If above file has common feature can appear in the TOP sorted lists of attributive character in attributive character, such as: code segment is the same will to be appeared in the code segment TOP tabulation, icon CRC equally can appear in the TOP tabulation of icon CRC, and importing table CRC equally can appear in the TOP tabulation of importing table CRC etc.Certainly these TOP sorted lists can and be trusted number of times and sort according to number of users.That is to say if there is not common attributive character just can not appear in the TOP tabulation.The analyst clicks a certain item in the TOP tabulation when doing practical business; will list the All Files that meets this attributive character; the analyst seeks other public characteristics of this class sample by experience, continues to judge malice or normal or nonsensical sample by the analyst after optionally selecting public characteristic.The program of that is to say can accurately be classified according to certain category feature, and the analyst judges the black and white (for example, judge a class file whether malicious file or file trusty) of a class sample that meets these common traits.
Therefore, from this class sample file, extract the denominators such as PE structure, compiler, version, digital signature, comprehensive above general character is made ad hoc rules (namely, corresponding to above-mentioned rule set), so that judge in batches a class file sample whether be rogue program (namely, judge whether paper sample is rogue program, and black paper sample is rogue program).Carry out the file that file type is determined for new needs, if this document meets the rule of above-mentioned making, do not need manual intervention can automatically identify whether malicious file or the file trusty of file.In actual applications, the attribute of file can comprise PE structure and other integrated informations, its quantity can be above 60, wherein, important attributive character comprises: program entry point value, code segment CRC, import and export table CRC, Section CRC, additional data skew, Tls value, the regular step of icon making CRC and description etc.
When judging first, need the artificial rule of making, that is, generate above-mentioned rule set.For example, sample for a collection of UNKNOWN TYPE, operating personnel can select one or more attributive character, so that the result that system sorts to these samples according to selected attributive character and show ordering by tabulation, and according to the result who sorts, operating personnel just can determine which sample has identical attributive character (attributive character of extraction); Afterwards, operating personnel can carry out artificial judgment (manual intervention) to the part sample, determine its type, and then also just are equivalent to have determined have the type of such all samples of same alike result feature, thus Effective Raise the efficient of judging.

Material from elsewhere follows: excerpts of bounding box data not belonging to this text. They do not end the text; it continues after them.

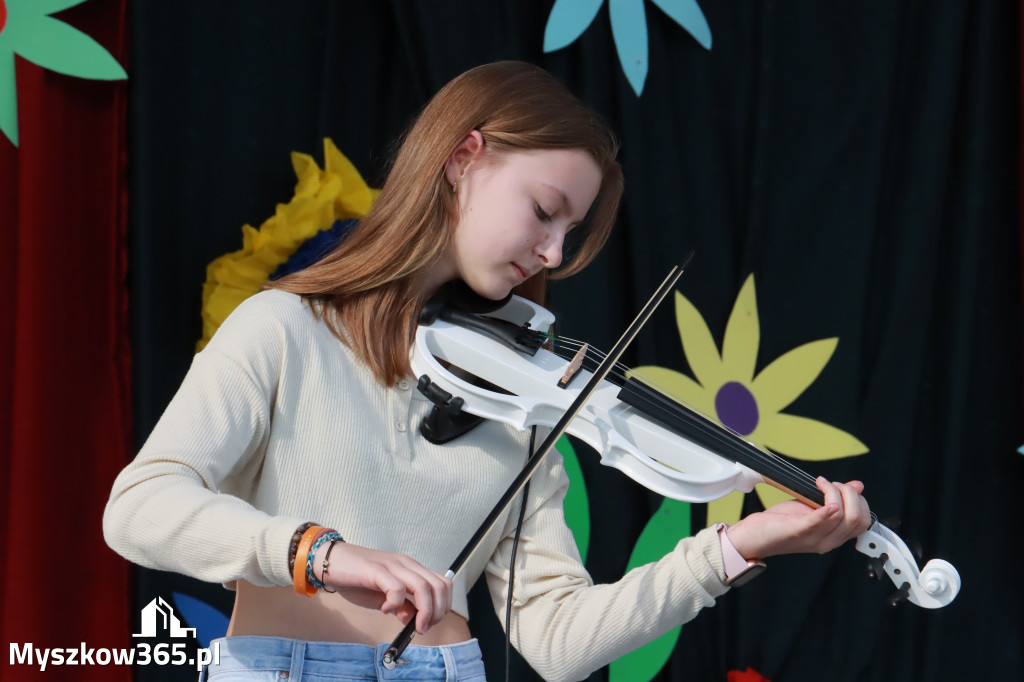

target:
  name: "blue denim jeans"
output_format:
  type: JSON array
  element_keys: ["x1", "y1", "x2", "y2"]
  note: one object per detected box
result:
[{"x1": 199, "y1": 636, "x2": 485, "y2": 682}]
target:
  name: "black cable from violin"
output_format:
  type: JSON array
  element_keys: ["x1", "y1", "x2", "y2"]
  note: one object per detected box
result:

In actual applications, can the attributive character of file be shown by the mode of tabulation, for example, can comprise that in form following list item: Value row (code segment CRC), count are listed as (sample size with corresponding above-mentioned code segment CRC), weight (trust total degree), peinfo (compiler information) etc.The user can carry out sample statistics, and begins to make rule, at this moment, can demonstrate all MD5 corresponding to this code segment CRC and rank and distribute.Can greatly reduce match time when mating by the MD5 value, guarantee fast contrast coupling also to have guaranteed the security of file simultaneously.
Wherein, other method to set up of level comprises multiple, and for example, rank can be distributed with text of an annotated book spare, black file, excessive risk and plug-in private and take these 4 kinds.
By the mode of above-mentioned tabulation, just the attributive character of a collection of sample file can be shown, so that operating personnel judge first, that is, make the rule of judging.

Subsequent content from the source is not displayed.